The Breakers had originally been built as an afterthought to Flagler’s Royal Poinciana Hotel, which had stood three miles further inland. Guests had often requested rooms close enough to hear the surf, so a smaller inn of cedar and pine had been erected on the tip of Flagler’s ten square miles of Palm Beach Island. By the dawn of the twentieth century, the demand to stay in the inn nicknamed the Breakers by its regulars was greater than at the inland palace. When the inn burned down three years later, Flagler ordered a new beachfront structure built in the style that came to be known as the Gilded Age.

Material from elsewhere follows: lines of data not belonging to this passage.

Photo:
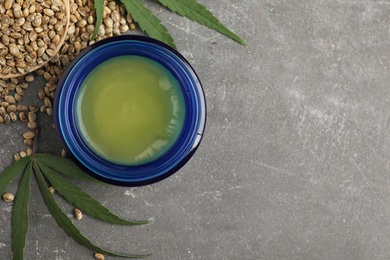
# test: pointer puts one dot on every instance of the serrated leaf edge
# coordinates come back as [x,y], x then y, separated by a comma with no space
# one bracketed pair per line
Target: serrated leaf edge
[84,201]
[65,223]
[20,213]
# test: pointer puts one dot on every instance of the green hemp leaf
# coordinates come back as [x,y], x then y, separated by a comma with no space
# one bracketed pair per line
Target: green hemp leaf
[152,25]
[53,171]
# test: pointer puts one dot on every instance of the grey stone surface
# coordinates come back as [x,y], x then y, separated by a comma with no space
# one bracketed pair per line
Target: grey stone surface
[295,160]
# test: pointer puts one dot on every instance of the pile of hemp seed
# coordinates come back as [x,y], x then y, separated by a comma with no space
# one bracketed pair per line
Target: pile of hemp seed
[29,32]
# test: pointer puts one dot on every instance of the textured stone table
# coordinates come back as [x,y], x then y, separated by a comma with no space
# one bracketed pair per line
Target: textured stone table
[295,160]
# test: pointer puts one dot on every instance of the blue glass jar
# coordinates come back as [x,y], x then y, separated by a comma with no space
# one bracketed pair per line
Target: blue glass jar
[130,175]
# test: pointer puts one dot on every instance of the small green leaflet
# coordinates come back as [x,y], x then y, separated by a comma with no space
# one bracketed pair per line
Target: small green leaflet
[82,200]
[148,22]
[52,170]
[64,166]
[198,13]
[99,7]
[19,221]
[64,222]
[11,172]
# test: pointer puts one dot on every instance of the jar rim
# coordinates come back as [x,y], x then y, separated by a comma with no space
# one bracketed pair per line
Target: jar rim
[163,166]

The arriving guests made a stately procession down the Spanish baronial hall, beneath a cathedral ceiling adorned with royal crests. They passed through the main bar and entered the vast circular ballroom. For Storm, last year’s event had swept by in a flash of elation. Her necklace had become one of the evening’s most talked-over items. The emerald pendant had weighed in at sixty-one carats, the largest of twelve stones found in a stern lockbox on the Kristinya, a Dutch vessel sunk off Curacao in 1715. Storm had recounted the tale four times that night, until a Hollywood mogul bought it over champagne and canapés for his newest leading lady.
This year’s reception was filled with cold shoulders and knowing smirks and poisoned hugs. Harry took up station a few steps back, his stone-like demeanor telling everybody he had no interest in small talk. Storm stood on the outskirts of a cluster that did not quite shut her out. When a quartet began playing Brahms, she decided she had endured more than enough.
But a male voice chose that moment to say, “This must be so very hard for you, Ms. Syrrell.”
Storm made a half turn and found herself facing the man whose photograph she had just seen inside an FBI file. “Do I know you?”
“You have been pointed out to me.”
Harry noticed the change and stepped forward. “Everything all right?”
Storm lifted her chin, motioning him away. Harry took a step back, but his gaze never shifted. Storm said to the gentleman, “You worked with my grandfather?”
“We did business together for many years.” He sipped from his glass, revealing a gold cuff link with the largest star sapphire she had ever seen. “I have an item for sale. One I wish you to handle for me.”
Selim Arkut, that was the name Emma Webb had used. Storm put him down as Persian or Turkish, late sixties, black hair laced with silver, the profile of a nobleman, the nose of a bird of prey. “Our shop is in the process of closing.”
“I am not offering the item to your shop, Ms. Syrrell, but to you personally.”
The night swirled around her, only now it left her untouched. “Is the item in Palm Beach?”
“Perhaps.”
“How do you want—”
“It would be best if our discussion remained confidential. Most particularly in regards to your aunt.”
“What do you have against Claudia?”
But the man had vanished, and her question was directed at empty air.